Di esai ini, penulis menyoroti hal-hal mendasar terkait meningkatnya Islamophobia di negara-negara Eropa khususnya di Inggris Raya, serta bagaimana komunitas muslim melawan kebencian itu dengan kampanye perdamaian, mengenalkan Islam dengan cinta.
Di tengah badai musim dingin di Eropa, sekelompok pemuda muslim di Birmingham memberi ruang hangat bagi orang-orang yang tidak punya tempat tinggal. Ya, komunitas muslim di Birmingham memilih berbuat sesuatu untuk menunjukkan bagaimana wajah Islam yang sebenarnya: rahmatan lil-alamin, rahmat untuk semesta.
Komunitas muslim di Birmingham bekerjasama untuk menyelenggarakan sebuah program yang berdampak langsung pada permasalahan yang terjadi di kota-kota Inggris. Muslim Birmingham yang tergabung dalam Green Lane Masjid and Community Centre (GLMCC) mengerahkan sumber daya, dana, serta tenaga-tenaga ahli untuk membantu orang-orang yang selama ini tidak memiliki tempat tinggal (homeless).
Perwakilan GLMCC, Kamran Hussain mengungkapkan bahwa problem mendasar di beberapa kota di Inggris Raya di antaranya meningkatnya jumlah warga yang tidak punya tempat tinggal. “The problem of homelessness is increasing in midlands and the UK. We are now reaching crisis level with people dying on the street. It’s important that faith and community groups do their part to help those in need. As an Islamic faith institute, we are require to take care of the poor and less fortunate (problem ketidakpunyaan tempat tinggal sekarang ini meningkat di kawasan Midland/bagian tengah Inggris dan kawasan Inggris Raya. Sekarang kita menyentuh level krisis dengan orang-orang yang meninggal di jalanan. Sebagai sebuah institusi agama, kita perlu untuk merawat orang-orang miskin dan tidak beruntung),” ungkapnya sebagaimana dilansir Birminghammail (03 Januari 2020).
Bagi komunitas muslim di Birmingham, upaya untuk membantu orang-orang yang tidak punya tempat tinggal merupakan persoalan krusial, apalagi fasilitas dari pemerintah Inggris sangat terbatas. Dengan memberi penginapan sementara untuk homeless, orang-orang yang sedang tidak beruntung itu terhindar dari sakit parah akibat cuaca musim dingin yang menusuk.

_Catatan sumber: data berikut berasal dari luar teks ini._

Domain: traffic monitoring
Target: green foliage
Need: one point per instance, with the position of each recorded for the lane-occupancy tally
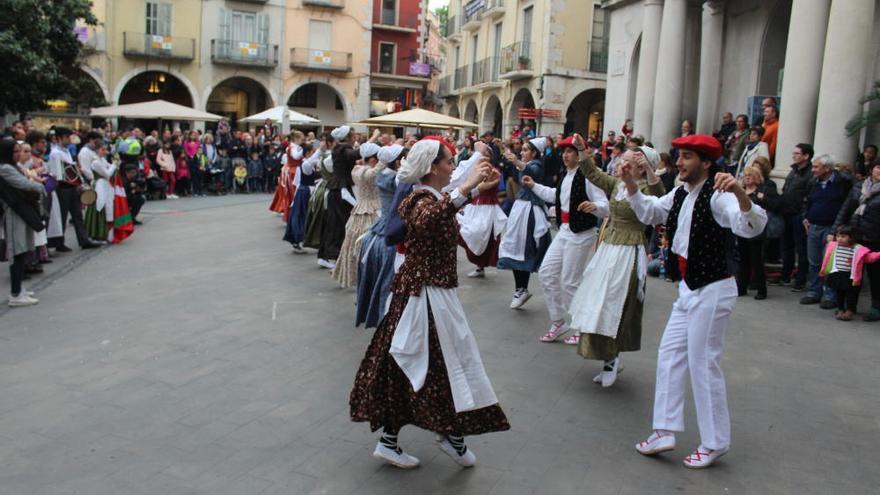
(868, 117)
(41, 54)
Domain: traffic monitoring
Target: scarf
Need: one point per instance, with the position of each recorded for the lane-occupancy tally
(869, 188)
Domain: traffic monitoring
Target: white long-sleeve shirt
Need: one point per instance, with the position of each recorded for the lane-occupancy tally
(597, 196)
(651, 210)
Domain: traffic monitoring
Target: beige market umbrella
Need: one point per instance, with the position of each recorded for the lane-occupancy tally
(418, 117)
(277, 115)
(156, 109)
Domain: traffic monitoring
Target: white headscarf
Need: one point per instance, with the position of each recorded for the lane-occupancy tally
(651, 155)
(540, 143)
(369, 150)
(418, 161)
(340, 133)
(388, 154)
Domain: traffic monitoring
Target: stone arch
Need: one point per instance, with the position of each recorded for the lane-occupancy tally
(123, 82)
(493, 116)
(347, 107)
(237, 97)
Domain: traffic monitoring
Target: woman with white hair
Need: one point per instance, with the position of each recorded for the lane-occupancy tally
(362, 215)
(607, 307)
(423, 367)
(526, 236)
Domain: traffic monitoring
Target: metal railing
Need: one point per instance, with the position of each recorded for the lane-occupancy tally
(243, 53)
(320, 60)
(517, 56)
(599, 57)
(486, 70)
(330, 4)
(156, 46)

Di Inggris dan sebagian kawasan Eropa, persoalan krisis kemanusiaan berupa tempat tinggal menjadi tantangan tersendiri. Meningkatnya persoalan homelessness seiring dengan banyaknya imigran dari negara-negara konflik, terutama dari Timur Tengah dan Afrika. Orang-orang dari Syiria, Iraq, Afghanistan, Libya, hingga beberapa negara-negara yang dilanda konflik berkepanjangan memilih untuk menyeberang ke Eropa. Problem refugee ini yang membayangi langit Eropa, dengan beragam polemik, perdebatan kebijakan, serta keberpihakan yang berbeda antar kepala negara.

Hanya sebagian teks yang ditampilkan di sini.